Rabu, 20 Agustus 2025

SMRC Soroti Kemunculan Kelompok Mengatasnamakan Kebebasan Tapi Berangus Kebebasan

Dia mengungkap korban yang diberangus kebebasannya adalah kelompok minoritas seperti Hizbut Tahrir Indonesia (HTI)

Tribunnews.com/Vincentius Jyestha
Tangkapan layar diskusi '22 Tahun Reformasi : Kebebasan dalam Masyarakat yang Makin Relijius' secara daring, Rabu (13/5/2020) 

Laporan Wartawan Tribunnews.com, Vincentius Jyestha 

TRIBUNNEWS.COM, JAKARTA - Serikat Jurnalis untuk Keberagaman (Sejuk) mengadakan diskusi '22 Tahun Reformasi : Kebebasan dalam Masyarakat yang Makin Relijius' secara daring, Rabu (13/5/2020). 

Dalam kesempatan itu, peneliti Saiful Mujani Research and Consulting (SMRC) Saidiman Ahmad menyoroti munculnya kelompok yang mengatasnamakan kebebasan, namun kemudian memberangus kebebasan itu sendiri. 

Baca: Rancangan Perpres Soal Pelibatan TNI Atasi Terorisme Dinilai Rawan Tumpang Tindih Kewenangan

"Saya kira untuk merespon gejala yang saat ini paling besar dalam kebebasan beragama adalah kemunculan kelompok demokratis tapi juga pluralis.
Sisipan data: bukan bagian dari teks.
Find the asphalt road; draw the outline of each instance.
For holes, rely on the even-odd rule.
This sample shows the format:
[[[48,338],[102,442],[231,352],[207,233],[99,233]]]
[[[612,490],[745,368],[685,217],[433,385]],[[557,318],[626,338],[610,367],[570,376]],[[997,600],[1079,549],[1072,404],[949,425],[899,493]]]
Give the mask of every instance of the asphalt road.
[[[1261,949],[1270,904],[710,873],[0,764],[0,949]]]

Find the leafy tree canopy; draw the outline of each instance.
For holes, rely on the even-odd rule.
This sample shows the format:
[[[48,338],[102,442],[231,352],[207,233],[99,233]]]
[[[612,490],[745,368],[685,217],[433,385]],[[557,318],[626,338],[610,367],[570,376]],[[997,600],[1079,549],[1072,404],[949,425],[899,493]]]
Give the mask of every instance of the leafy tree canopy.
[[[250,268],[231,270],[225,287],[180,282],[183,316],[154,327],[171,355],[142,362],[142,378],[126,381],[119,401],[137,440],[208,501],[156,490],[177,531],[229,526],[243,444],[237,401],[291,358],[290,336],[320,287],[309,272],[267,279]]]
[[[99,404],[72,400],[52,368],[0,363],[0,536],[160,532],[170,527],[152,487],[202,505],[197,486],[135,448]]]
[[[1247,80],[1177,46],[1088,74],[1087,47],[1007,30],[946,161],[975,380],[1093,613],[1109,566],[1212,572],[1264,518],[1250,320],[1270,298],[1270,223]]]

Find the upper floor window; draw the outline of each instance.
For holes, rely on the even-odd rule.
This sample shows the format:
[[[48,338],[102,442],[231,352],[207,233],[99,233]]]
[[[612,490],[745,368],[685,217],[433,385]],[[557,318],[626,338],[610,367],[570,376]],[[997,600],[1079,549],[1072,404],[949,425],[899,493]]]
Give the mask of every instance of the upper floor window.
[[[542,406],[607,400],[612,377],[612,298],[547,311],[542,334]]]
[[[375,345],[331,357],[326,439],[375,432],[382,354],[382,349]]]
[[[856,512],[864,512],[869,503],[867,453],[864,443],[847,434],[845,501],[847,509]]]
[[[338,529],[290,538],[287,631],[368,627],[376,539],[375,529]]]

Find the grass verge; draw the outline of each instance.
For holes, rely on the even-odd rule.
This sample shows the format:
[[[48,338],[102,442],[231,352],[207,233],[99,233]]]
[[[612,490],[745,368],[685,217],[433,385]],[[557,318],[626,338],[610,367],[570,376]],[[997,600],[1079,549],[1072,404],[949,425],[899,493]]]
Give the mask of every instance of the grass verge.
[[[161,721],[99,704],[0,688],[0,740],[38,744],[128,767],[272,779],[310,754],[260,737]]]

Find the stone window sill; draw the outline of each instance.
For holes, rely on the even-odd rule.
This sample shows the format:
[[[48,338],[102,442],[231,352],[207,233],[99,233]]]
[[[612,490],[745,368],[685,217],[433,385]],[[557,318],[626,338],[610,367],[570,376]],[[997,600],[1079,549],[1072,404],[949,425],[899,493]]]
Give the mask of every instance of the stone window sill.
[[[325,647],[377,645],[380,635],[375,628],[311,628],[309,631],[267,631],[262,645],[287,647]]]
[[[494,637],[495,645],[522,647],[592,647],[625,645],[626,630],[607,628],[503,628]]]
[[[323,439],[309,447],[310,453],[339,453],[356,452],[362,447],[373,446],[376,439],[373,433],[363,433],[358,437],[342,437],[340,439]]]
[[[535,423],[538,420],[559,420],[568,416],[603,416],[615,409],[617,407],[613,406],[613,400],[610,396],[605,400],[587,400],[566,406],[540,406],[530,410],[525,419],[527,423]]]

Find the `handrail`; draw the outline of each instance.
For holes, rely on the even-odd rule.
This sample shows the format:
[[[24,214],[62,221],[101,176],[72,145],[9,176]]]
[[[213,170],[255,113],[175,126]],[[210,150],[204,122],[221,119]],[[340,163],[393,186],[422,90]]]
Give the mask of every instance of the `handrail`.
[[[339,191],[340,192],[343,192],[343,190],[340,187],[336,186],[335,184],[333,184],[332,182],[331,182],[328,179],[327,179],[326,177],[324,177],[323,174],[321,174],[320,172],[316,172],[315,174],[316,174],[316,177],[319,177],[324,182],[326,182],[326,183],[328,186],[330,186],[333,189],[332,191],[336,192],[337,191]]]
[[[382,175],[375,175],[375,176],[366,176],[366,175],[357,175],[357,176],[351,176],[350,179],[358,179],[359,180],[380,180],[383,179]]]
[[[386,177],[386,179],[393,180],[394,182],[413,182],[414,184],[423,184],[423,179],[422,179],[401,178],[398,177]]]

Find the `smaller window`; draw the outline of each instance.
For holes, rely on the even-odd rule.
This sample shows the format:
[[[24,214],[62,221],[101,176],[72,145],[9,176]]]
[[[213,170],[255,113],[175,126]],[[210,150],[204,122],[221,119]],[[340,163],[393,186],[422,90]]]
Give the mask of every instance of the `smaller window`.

Jadi atas nama kebebasan kemudian memberangus kebebasan," ujar Saidiman, dalam diskusi secara daring, Rabu (13/5/2020). 

Dia mengungkap korban yang diberangus kebebasannya adalah kelompok minoritas seperti Hizbut Tahrir Indonesia (HTI).

Menurutnya, kelompok tersebut dibubarkan dengan cara itu oleh pemerintah. 

Saidiman pun menilai kejadian tersebut merupakan ancaman yang sangat serius.

Pasalnya, dampak dari hal itu bukannya mengurangi diskriminasi di Indonesia, namun justru menambah intoleransi baru. 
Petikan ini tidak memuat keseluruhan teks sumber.